Fused silica glass coverslips (20 × 30 × 0.17 mm3 and 10 × 15 × 0.17 mm3, Senyo-Kogaku, Inc., Osaka, Japan) were cleaned in 10 N KOH solution at RT for 24 h and rinsed twice by ultrasonication in deionized water (DIW) at RT for 20 min. Coverslips were immersed in 20% ethanol solution at RT for 10 min, rinsed in DIW and dried with nitrogen gas. FCs were constructed by securing two cleaned coverslips with double-sided tape (400P50; Kyodo Giken Chemical Co., Ltd., Saitama, Japan) and attaching 200-μl pipet tips as reservoirs41. The width and length of each channel were 3.5 mm and 15 mm, respectively and the FC volume was ~2.6 µl.

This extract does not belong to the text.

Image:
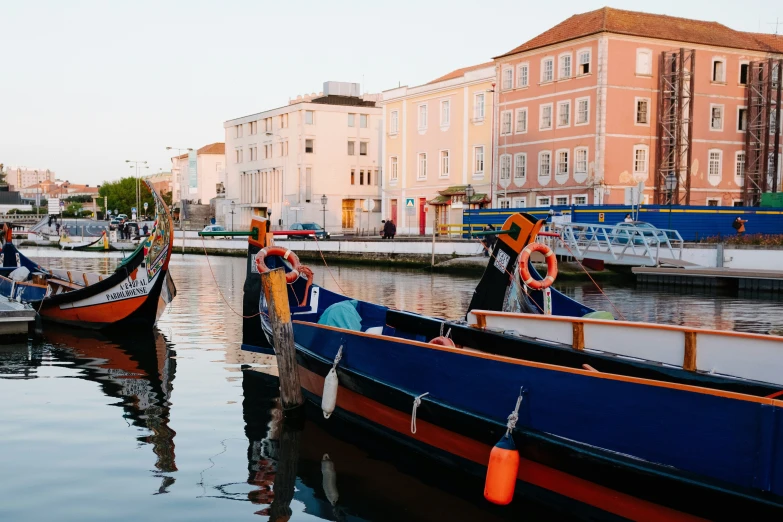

Casein, kinesin and MT solutions were sequentially introduced into the FC and incubated for 5–10 min at RT. MTs started gliding after injection of an ATP solution consisting of 0.5 mM ATP in BRB80 with 0.30 mg ml−1 casein and an O2-scavenging system composed of 8.0 µg ml−1 catalase, 25 mM d-glucose, 20 µg ml−1 glucose oxidase, 1% β-ME, 20 mM DTT, 3.0 mM 1,1′-ferrocenedimethanol (322-49071; Wako Pure Chemical Industries, Ltd.), 10% glycerol and 20 µM taxol, followed by application of an electric field with an average intensity of 7 kV m−1 (E3612A; Agilent Technologies, Tokyo, Japan).

Optical imaging and analysis

MTs and labeled molecules were observed under an IX71 or IX73 inverted epifluorescence microscope (Olympus, Tokyo, Japan) with an excitation filter (GFP/DsRed-A-OMF; Opto-Line International, Inc., Wilmington, MA, USA), absorbance filter (A11400-04; Hamamatsu Photonics, Hamamatsu, Japan), charge-coupled device camera (ORCA-D2; Hamamatsu Photonics) and 60× (NA 1.35) and 100× (NA 1.4) oil-immersion objectives. Exposure time was 500 ms (1 frame/s) using a ND6 filter with a shutter (VMM-D3; Uniblitz, Rochester, NY, USA). Optical images were stored as sequential image files in TIFF format using HCImage software (Hamamatsu Photonics). B-seed lengths > 0.5 µm were measured using ImageJ software (National Institutes of Health, Bethesda, MD, USA) with the Lines8 plug-in. Trajectories were defined by tracking MT leading tips with the Mark2 image analysis software (provided by Dr. Kenya Furuta, National Institute of Information and Communications Technology, Kobe, Japan) at the sampling rate of 0.5 frame/s. Coordinate data were exported to MATLAB software (MathWorks, Natick, MA, USA); each trajectory was fitted with equation (6) by a least squares method and A and R2 values were exported through a custom-written MATLAB algorithm.